2011-03-10 Thread Thomas Chust
2011/3/10 John J Foerch :
> [...]
> I have a procedure that takes a window and a list of numbers and
> sets a property on the window which is an array of those
> numbers.  The array must be an array of unsigned long, and
> foreign-lambda* seems to be the tool for the job to make this
> object.  In an earlier version, I hardcoded the length of the array
> (commented out in the version below), but in the interest of
> code-reuse, I want to generalize it to work on any size list.
> [...]

Hello John,

looking at your code I have two immediate questions: Why do you
recompute the length of a list twice, which is a linear operation,
when you could simply store the length or access the length of the
vector you create in constant time?

> I malloc memory and copy the data into the block, then return the
> pointer to the block for use in scheme.

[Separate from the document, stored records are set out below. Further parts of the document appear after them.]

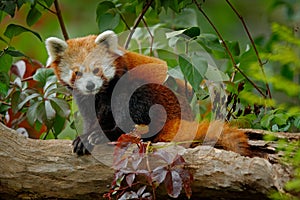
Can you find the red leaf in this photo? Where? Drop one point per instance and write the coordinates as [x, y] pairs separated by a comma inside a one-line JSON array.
[[127, 139], [162, 154], [129, 179], [159, 174]]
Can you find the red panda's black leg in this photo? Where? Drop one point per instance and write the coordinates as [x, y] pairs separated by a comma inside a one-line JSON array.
[[81, 146]]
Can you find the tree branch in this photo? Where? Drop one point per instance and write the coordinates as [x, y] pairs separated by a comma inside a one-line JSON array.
[[253, 45], [60, 20]]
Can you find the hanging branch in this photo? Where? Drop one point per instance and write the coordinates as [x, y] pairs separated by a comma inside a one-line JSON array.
[[227, 49], [60, 20], [253, 44], [136, 23]]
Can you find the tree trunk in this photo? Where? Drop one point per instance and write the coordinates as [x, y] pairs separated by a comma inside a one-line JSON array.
[[47, 169]]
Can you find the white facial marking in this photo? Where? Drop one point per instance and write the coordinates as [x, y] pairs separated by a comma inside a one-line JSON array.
[[88, 83]]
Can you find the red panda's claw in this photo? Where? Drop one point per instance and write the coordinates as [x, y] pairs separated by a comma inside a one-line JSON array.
[[81, 146]]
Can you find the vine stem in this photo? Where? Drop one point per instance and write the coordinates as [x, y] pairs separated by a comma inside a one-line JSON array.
[[136, 23], [60, 20], [253, 45], [227, 49]]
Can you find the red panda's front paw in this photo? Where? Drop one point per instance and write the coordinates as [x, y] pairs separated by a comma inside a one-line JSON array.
[[81, 146]]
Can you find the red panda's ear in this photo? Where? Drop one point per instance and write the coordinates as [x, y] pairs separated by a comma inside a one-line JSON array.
[[55, 47], [111, 40]]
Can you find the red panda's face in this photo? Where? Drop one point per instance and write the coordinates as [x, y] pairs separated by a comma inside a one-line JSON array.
[[84, 64]]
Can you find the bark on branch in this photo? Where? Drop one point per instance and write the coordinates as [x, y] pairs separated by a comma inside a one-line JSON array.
[[40, 169]]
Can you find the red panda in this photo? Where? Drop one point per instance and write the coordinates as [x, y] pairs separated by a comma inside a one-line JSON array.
[[94, 67]]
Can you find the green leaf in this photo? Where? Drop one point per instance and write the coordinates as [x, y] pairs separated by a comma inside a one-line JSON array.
[[266, 121], [27, 99], [108, 21], [15, 99], [281, 119], [234, 48], [5, 61], [15, 53], [4, 83], [192, 32], [42, 75], [103, 7], [58, 125], [3, 40], [48, 2], [9, 7], [33, 16], [13, 30], [50, 112], [190, 72], [33, 112], [210, 41], [61, 106]]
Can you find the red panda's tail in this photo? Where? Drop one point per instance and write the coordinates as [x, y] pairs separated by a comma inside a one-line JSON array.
[[215, 133]]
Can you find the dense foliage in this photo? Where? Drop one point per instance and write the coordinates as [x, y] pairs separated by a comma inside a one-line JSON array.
[[260, 76]]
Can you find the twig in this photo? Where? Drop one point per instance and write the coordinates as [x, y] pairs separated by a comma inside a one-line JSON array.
[[61, 21], [253, 44], [151, 36], [45, 7], [136, 23], [227, 49]]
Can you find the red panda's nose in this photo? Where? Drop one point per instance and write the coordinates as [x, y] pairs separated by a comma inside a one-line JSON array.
[[90, 85]]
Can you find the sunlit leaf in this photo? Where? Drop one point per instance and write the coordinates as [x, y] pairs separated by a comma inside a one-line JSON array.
[[5, 61], [190, 72], [50, 112], [42, 75], [33, 16], [4, 83], [27, 99], [108, 21], [32, 113], [61, 106]]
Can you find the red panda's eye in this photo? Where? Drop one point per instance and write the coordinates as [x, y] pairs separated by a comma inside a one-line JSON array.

And why do you allocate this block at all when you already have a
u32vector with precisely the same memory layout?

> My question is, what is the idiomatic way in Chicken to free the
> allocated memory, or turn it over to the garbage collector?
> [...]

If you really need this block of unmanaged memory for some obscure
reason, you can either manually free it at some point where it is safe
to do so, or you can register the free function as a finalizer on the
foreign pointer object and let the garbage collector invoke it after
the pointer has gone out of scope from the viewpoint of your CHICKEN
program. Something like this should do:

  (set-finalizer! YOUR-POINTER (foreign-lambda void "free" c-pointer))

Ciao,
Thomas


-- 
When C++ is your hammer, every problem looks like your thumb.